You can solve this problem with a simple time based low pass filter, no need for an FFT:
Calculate the minimum integration time you want by dividing your sampling rate by the frequency you want to detect. For a 10Hz at 44100Hz, it would be 4410 samples, so let's take 4500 samples.
Then apply a low pass filter to this group of samples (choosing the right frequency cut), you will isolate the frequencies you want. I do not really know how to use them, but it should look something like this:
$$y(n) = x{(n)}+x(n-1) + ...$$
- Calculate the relative power of your filtrated group of samples in dBFS (Full Scale) based on this formula:
$$p_{RMS} = \sqrt{\frac{ x_1^2 + x_2^2 + \ldots}n } $$
$$dbFS = 20\log_{10}\frac{ p_{RMS}}{p_{max}}$$
'n' behind the number of samples and 'pmax' the maximum value of a sample.

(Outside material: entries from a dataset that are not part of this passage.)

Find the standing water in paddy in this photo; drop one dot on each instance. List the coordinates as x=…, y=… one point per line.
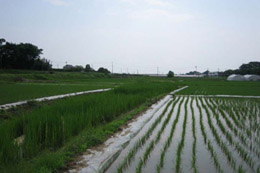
x=189, y=139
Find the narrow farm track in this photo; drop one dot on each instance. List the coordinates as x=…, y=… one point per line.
x=196, y=134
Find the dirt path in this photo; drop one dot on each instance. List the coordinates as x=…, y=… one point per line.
x=10, y=105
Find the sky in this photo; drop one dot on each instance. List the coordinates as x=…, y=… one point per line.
x=137, y=36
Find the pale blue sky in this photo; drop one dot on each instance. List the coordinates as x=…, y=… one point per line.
x=138, y=34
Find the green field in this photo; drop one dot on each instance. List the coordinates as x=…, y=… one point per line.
x=215, y=86
x=55, y=132
x=51, y=127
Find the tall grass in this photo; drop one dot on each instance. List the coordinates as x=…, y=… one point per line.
x=49, y=127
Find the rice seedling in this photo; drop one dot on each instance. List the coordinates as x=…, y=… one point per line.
x=194, y=138
x=242, y=152
x=206, y=141
x=241, y=169
x=154, y=141
x=213, y=154
x=51, y=126
x=181, y=144
x=127, y=160
x=169, y=140
x=222, y=145
x=238, y=134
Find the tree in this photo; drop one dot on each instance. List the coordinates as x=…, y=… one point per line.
x=250, y=68
x=21, y=56
x=88, y=68
x=170, y=74
x=103, y=70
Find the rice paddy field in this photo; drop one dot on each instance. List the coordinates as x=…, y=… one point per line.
x=191, y=132
x=197, y=134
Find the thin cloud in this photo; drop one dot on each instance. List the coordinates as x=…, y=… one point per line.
x=159, y=13
x=158, y=3
x=58, y=2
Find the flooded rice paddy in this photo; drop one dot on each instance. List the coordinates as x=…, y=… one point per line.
x=194, y=134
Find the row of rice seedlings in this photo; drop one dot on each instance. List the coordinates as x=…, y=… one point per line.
x=154, y=141
x=49, y=127
x=238, y=134
x=207, y=141
x=242, y=127
x=242, y=152
x=127, y=160
x=241, y=169
x=181, y=144
x=194, y=138
x=169, y=140
x=222, y=145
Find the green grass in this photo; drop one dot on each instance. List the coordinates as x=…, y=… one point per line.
x=152, y=144
x=207, y=141
x=51, y=127
x=131, y=154
x=219, y=87
x=169, y=140
x=24, y=91
x=194, y=157
x=181, y=144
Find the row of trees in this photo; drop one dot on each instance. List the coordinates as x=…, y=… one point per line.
x=250, y=68
x=79, y=68
x=22, y=56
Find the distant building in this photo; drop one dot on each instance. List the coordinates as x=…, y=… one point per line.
x=252, y=77
x=68, y=67
x=236, y=77
x=213, y=74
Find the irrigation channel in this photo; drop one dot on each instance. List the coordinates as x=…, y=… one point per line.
x=184, y=134
x=10, y=105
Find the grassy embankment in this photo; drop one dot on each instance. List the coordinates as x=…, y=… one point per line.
x=54, y=134
x=24, y=85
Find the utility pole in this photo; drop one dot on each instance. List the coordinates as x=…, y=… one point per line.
x=112, y=67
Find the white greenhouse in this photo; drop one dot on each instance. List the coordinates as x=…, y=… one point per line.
x=252, y=77
x=236, y=77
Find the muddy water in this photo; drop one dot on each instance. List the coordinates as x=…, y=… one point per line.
x=239, y=160
x=247, y=145
x=221, y=157
x=204, y=161
x=171, y=154
x=96, y=160
x=186, y=163
x=132, y=167
x=154, y=159
x=124, y=153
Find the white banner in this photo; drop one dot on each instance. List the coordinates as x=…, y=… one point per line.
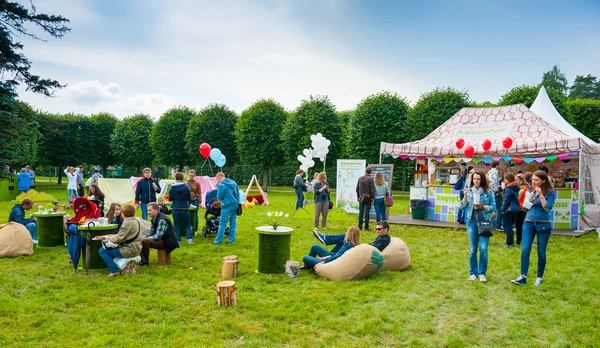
x=348, y=172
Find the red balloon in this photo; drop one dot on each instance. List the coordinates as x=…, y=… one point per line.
x=507, y=142
x=205, y=150
x=469, y=151
x=487, y=144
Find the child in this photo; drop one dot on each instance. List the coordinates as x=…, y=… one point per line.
x=162, y=207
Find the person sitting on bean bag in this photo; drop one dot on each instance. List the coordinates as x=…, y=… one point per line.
x=319, y=254
x=381, y=242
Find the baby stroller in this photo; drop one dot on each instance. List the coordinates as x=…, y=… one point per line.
x=83, y=207
x=212, y=214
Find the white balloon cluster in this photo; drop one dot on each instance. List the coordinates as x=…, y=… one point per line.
x=320, y=146
x=320, y=149
x=306, y=161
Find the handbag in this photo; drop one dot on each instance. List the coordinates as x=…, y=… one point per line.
x=484, y=227
x=389, y=201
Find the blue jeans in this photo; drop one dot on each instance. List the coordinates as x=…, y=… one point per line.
x=299, y=200
x=363, y=210
x=144, y=207
x=196, y=202
x=477, y=242
x=498, y=198
x=529, y=233
x=312, y=258
x=507, y=220
x=380, y=209
x=227, y=215
x=108, y=255
x=182, y=217
x=32, y=228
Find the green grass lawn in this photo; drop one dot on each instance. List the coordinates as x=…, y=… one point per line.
x=42, y=301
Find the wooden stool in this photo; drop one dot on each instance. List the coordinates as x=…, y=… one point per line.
x=163, y=257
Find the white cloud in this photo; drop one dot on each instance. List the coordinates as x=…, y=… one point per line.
x=91, y=92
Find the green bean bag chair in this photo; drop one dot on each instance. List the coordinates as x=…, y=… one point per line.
x=357, y=263
x=396, y=255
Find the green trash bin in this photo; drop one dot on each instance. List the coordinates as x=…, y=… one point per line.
x=418, y=208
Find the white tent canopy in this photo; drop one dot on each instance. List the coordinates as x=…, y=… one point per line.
x=542, y=106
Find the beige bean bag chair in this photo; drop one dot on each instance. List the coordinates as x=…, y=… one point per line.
x=15, y=240
x=396, y=255
x=357, y=263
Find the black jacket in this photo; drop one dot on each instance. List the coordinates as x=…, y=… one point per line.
x=169, y=237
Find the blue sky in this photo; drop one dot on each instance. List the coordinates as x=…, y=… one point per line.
x=146, y=56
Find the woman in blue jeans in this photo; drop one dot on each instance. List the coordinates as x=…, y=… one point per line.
x=318, y=254
x=382, y=190
x=539, y=201
x=480, y=206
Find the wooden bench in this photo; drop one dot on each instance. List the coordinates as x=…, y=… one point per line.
x=163, y=257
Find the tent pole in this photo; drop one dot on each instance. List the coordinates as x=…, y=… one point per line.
x=580, y=181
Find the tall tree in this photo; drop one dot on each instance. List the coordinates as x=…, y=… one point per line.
x=257, y=135
x=556, y=80
x=314, y=115
x=433, y=109
x=585, y=87
x=379, y=117
x=14, y=66
x=168, y=136
x=527, y=94
x=215, y=126
x=130, y=142
x=103, y=126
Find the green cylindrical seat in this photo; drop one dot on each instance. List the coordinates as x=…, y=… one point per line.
x=273, y=248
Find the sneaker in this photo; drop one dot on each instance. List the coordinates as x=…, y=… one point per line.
x=320, y=237
x=521, y=280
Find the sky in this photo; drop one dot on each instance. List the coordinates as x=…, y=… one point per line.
x=146, y=56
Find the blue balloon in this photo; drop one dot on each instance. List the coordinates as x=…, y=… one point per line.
x=215, y=155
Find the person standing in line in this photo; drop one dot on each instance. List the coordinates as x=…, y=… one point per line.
x=322, y=191
x=524, y=185
x=196, y=192
x=299, y=188
x=539, y=202
x=365, y=191
x=510, y=207
x=493, y=179
x=24, y=180
x=381, y=191
x=80, y=192
x=31, y=176
x=71, y=174
x=145, y=192
x=181, y=196
x=480, y=206
x=228, y=194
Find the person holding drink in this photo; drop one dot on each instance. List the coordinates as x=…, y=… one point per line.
x=479, y=203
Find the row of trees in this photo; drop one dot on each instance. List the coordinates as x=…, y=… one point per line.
x=264, y=134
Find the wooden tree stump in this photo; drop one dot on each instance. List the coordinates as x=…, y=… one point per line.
x=229, y=268
x=226, y=293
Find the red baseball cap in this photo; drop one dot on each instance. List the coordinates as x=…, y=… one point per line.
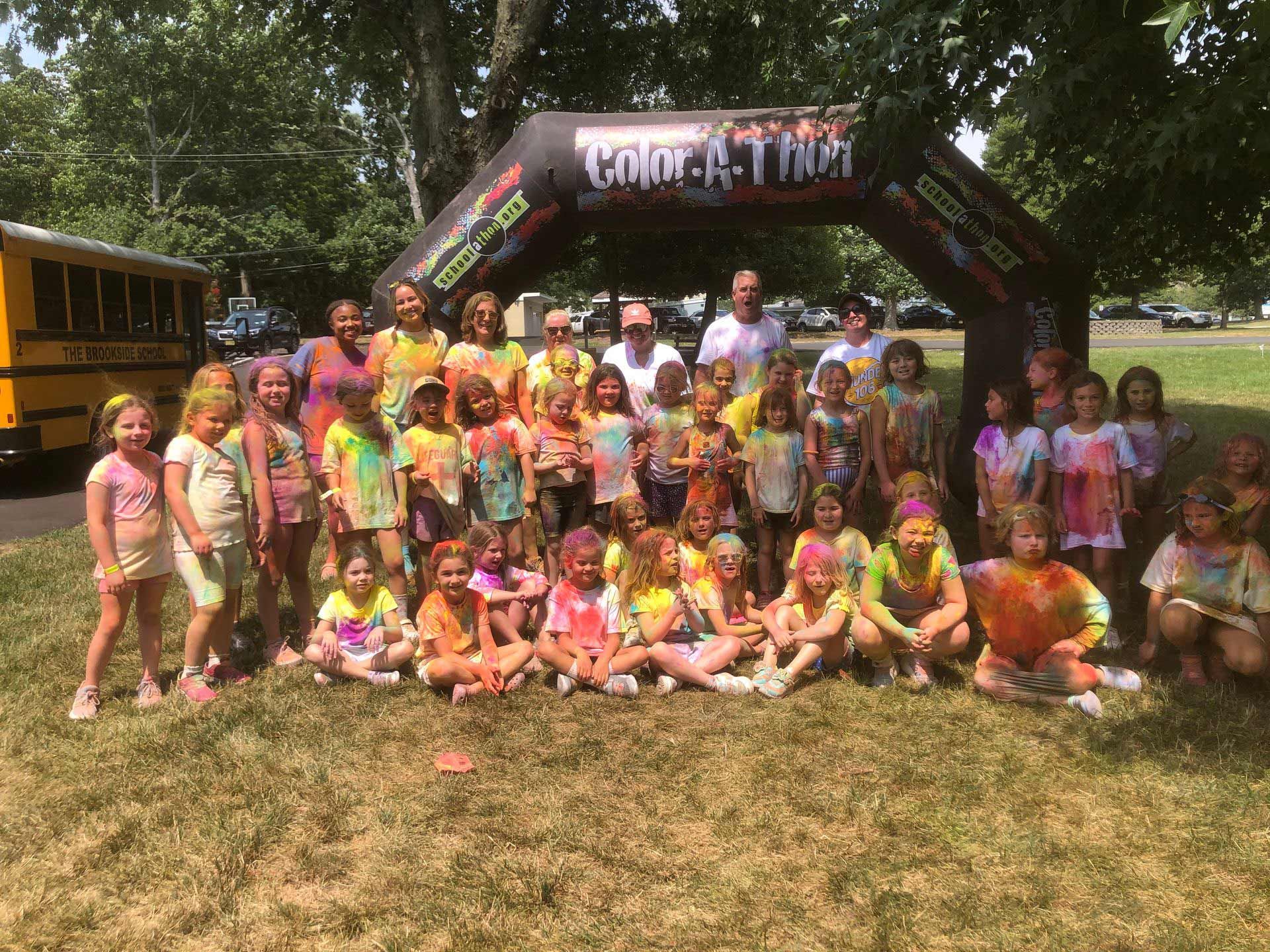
x=636, y=314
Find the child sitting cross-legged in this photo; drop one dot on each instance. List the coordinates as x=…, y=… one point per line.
x=810, y=621
x=585, y=619
x=1039, y=616
x=359, y=633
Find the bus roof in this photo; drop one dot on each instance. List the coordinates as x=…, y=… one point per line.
x=21, y=234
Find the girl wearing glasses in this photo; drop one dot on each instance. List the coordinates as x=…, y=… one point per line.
x=1209, y=589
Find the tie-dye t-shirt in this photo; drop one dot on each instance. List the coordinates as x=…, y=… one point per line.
x=778, y=459
x=851, y=547
x=1050, y=418
x=1151, y=444
x=318, y=365
x=552, y=442
x=911, y=592
x=353, y=625
x=910, y=438
x=212, y=489
x=1230, y=583
x=459, y=626
x=1025, y=612
x=1010, y=462
x=290, y=477
x=538, y=372
x=614, y=438
x=747, y=346
x=497, y=448
x=712, y=484
x=440, y=455
x=837, y=438
x=400, y=357
x=365, y=469
x=501, y=366
x=135, y=517
x=588, y=615
x=663, y=426
x=693, y=563
x=1091, y=465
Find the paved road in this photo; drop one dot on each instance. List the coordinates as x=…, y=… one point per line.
x=1096, y=343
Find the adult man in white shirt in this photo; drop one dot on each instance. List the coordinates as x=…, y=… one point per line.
x=860, y=349
x=746, y=337
x=639, y=356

If the level you get is superior to a specific threshold of your choice (not to low, because your audio certainly have a tiny low frequency component), then there is a cue, otherwise there isn't.
As for the timestamp aspect, you can increase a variable each time you get into this low frequency detection loop, and calculate the time passed using the sampling rate. Then write an array containing the input/output time of each successful detection.
Not sure if the minimum integration time is really necessary though.